The resurrection of the notion of “intellectual virtues” or regulative or virtue epistemology is an attempt to formulate in today’s terms and under contemporary conditions an idea whose origin lies in classical Greek philosophy. In other words, epistemic modesty in particular or philosophical modesty in general bespeaks the sort of humility that is the opposite of vanity and arrogance, and is incarnate in the therapeutic model as exemplifying the care, concern, and attentiveness that eludes the immodest, the vain, the arrogant. This is the converse of that species of self-importance and individual and group flattery one finds in academic circles routinely rewarding (by salaries, titles, awards, praise, etc.) the talented, the skilled, and the accomplished, routinely obsessing over citation numbers, attainment of tenure, individual and departmental prestige, funding and grants, leaving the stamp of one’s mental products on disciples, on one’s field, and so on.
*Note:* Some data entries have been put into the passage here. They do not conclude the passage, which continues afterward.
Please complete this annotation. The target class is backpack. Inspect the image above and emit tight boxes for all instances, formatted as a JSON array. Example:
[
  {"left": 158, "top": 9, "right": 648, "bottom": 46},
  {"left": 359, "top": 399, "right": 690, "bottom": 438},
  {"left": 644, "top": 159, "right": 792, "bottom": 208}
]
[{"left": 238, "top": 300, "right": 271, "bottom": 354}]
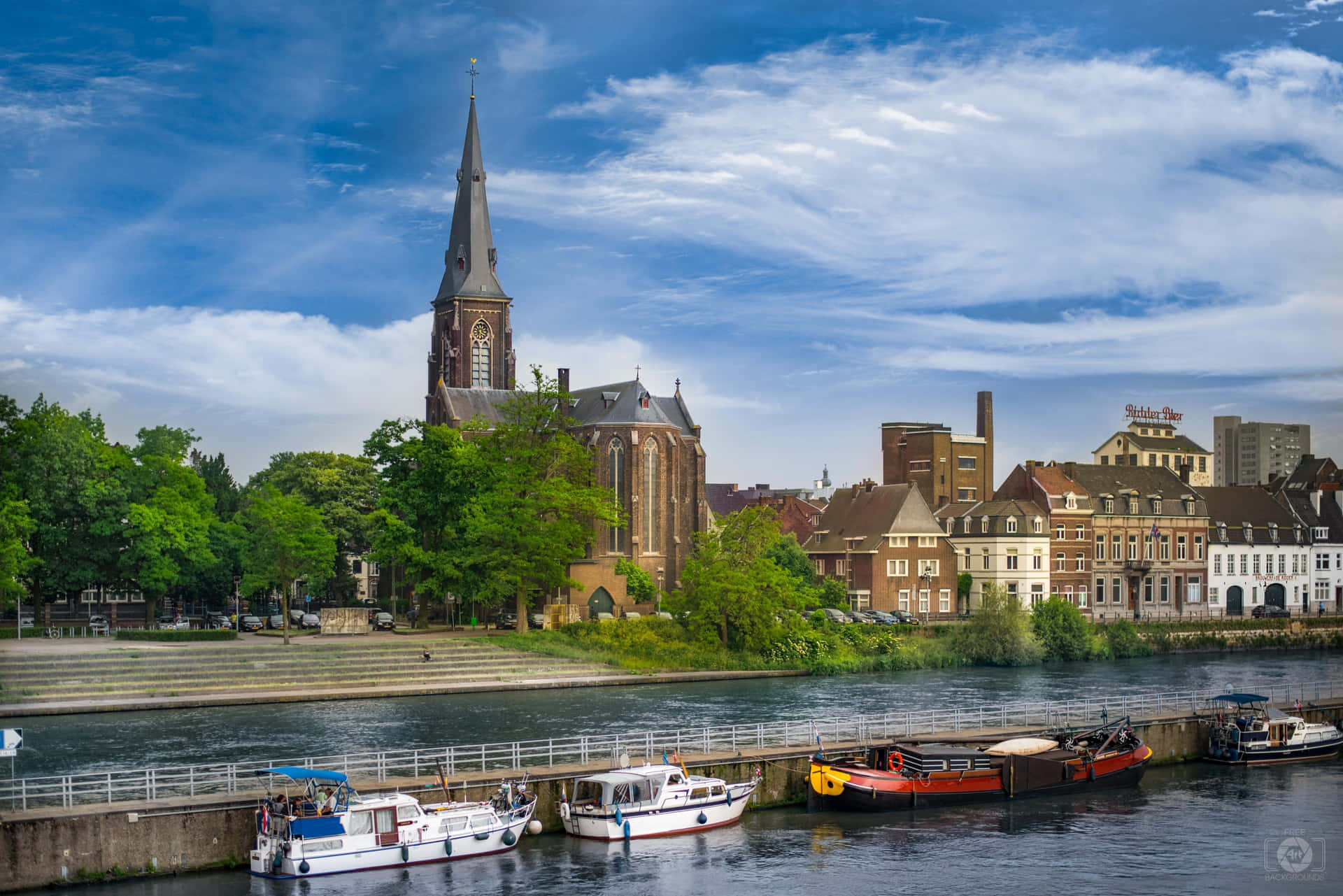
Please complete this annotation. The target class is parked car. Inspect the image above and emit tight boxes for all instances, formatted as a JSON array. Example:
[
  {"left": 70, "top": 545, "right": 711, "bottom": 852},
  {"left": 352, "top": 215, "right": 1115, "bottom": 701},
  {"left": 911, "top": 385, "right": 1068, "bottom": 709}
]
[{"left": 820, "top": 607, "right": 853, "bottom": 625}]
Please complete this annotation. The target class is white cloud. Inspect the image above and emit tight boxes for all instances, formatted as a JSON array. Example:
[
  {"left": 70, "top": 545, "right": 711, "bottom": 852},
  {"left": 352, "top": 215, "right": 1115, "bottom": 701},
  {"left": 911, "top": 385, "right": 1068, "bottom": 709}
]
[{"left": 490, "top": 42, "right": 1343, "bottom": 315}]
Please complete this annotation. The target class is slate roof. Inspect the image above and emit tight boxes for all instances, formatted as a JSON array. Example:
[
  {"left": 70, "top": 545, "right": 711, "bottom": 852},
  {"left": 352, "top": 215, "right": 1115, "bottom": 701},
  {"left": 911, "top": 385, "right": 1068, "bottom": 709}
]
[
  {"left": 1092, "top": 430, "right": 1211, "bottom": 454},
  {"left": 436, "top": 381, "right": 696, "bottom": 435},
  {"left": 435, "top": 97, "right": 508, "bottom": 301},
  {"left": 937, "top": 499, "right": 1049, "bottom": 539},
  {"left": 1198, "top": 485, "right": 1296, "bottom": 546},
  {"left": 1072, "top": 464, "right": 1207, "bottom": 515},
  {"left": 803, "top": 482, "right": 947, "bottom": 553}
]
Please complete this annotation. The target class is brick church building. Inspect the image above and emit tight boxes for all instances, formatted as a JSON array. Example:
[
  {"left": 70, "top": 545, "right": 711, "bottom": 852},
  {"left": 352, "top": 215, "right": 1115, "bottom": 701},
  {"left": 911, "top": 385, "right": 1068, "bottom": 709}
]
[{"left": 425, "top": 97, "right": 709, "bottom": 616}]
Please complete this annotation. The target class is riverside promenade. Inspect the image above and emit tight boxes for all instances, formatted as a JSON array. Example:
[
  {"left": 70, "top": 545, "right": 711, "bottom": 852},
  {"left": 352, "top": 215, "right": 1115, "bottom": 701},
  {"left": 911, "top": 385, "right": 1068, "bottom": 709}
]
[{"left": 0, "top": 632, "right": 804, "bottom": 718}]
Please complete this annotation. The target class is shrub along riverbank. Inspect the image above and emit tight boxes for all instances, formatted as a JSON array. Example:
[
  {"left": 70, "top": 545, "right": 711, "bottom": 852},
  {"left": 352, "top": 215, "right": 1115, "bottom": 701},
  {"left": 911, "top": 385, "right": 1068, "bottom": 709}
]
[{"left": 495, "top": 591, "right": 1343, "bottom": 674}]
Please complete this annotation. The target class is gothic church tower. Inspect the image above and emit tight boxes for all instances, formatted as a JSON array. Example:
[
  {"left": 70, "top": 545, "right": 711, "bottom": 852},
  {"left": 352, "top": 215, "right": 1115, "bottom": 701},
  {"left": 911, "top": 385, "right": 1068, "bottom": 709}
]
[{"left": 425, "top": 95, "right": 517, "bottom": 425}]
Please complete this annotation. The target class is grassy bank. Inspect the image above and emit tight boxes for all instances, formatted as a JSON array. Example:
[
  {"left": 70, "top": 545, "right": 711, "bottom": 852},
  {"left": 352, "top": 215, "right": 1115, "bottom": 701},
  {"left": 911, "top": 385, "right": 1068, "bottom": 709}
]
[{"left": 495, "top": 610, "right": 1343, "bottom": 674}]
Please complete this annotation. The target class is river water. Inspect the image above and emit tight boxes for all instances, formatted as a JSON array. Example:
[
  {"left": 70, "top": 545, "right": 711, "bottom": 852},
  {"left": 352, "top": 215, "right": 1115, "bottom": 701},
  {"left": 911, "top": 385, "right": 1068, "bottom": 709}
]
[
  {"left": 6, "top": 651, "right": 1343, "bottom": 778},
  {"left": 8, "top": 653, "right": 1343, "bottom": 896}
]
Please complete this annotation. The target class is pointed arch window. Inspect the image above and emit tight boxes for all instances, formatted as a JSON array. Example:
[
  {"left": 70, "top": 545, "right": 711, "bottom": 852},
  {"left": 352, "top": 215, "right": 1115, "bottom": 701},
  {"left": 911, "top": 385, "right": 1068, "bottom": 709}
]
[
  {"left": 471, "top": 320, "right": 492, "bottom": 388},
  {"left": 607, "top": 439, "right": 625, "bottom": 553},
  {"left": 641, "top": 439, "right": 658, "bottom": 553}
]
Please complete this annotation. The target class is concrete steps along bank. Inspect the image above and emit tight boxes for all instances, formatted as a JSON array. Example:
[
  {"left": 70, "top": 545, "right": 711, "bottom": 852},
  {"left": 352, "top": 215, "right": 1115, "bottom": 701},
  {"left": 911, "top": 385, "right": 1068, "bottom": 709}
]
[{"left": 0, "top": 641, "right": 615, "bottom": 705}]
Finally, I should add that I don’t envision philosophers, professional or otherwise, being accorded any special status or privilege in public or political fora, their views filtered through participatory and deliberative democratic methods and processes along with the views of their fellow citizens (which does not mean their contributions might not be unsettling or that their engagement might come at great risk to themselves: witness Jan Patočka in the former Czechoslovakia or Rudolf Bahro in East Germany, or Buddhist monks and nuns in Tibet, or…Socrates in the agora).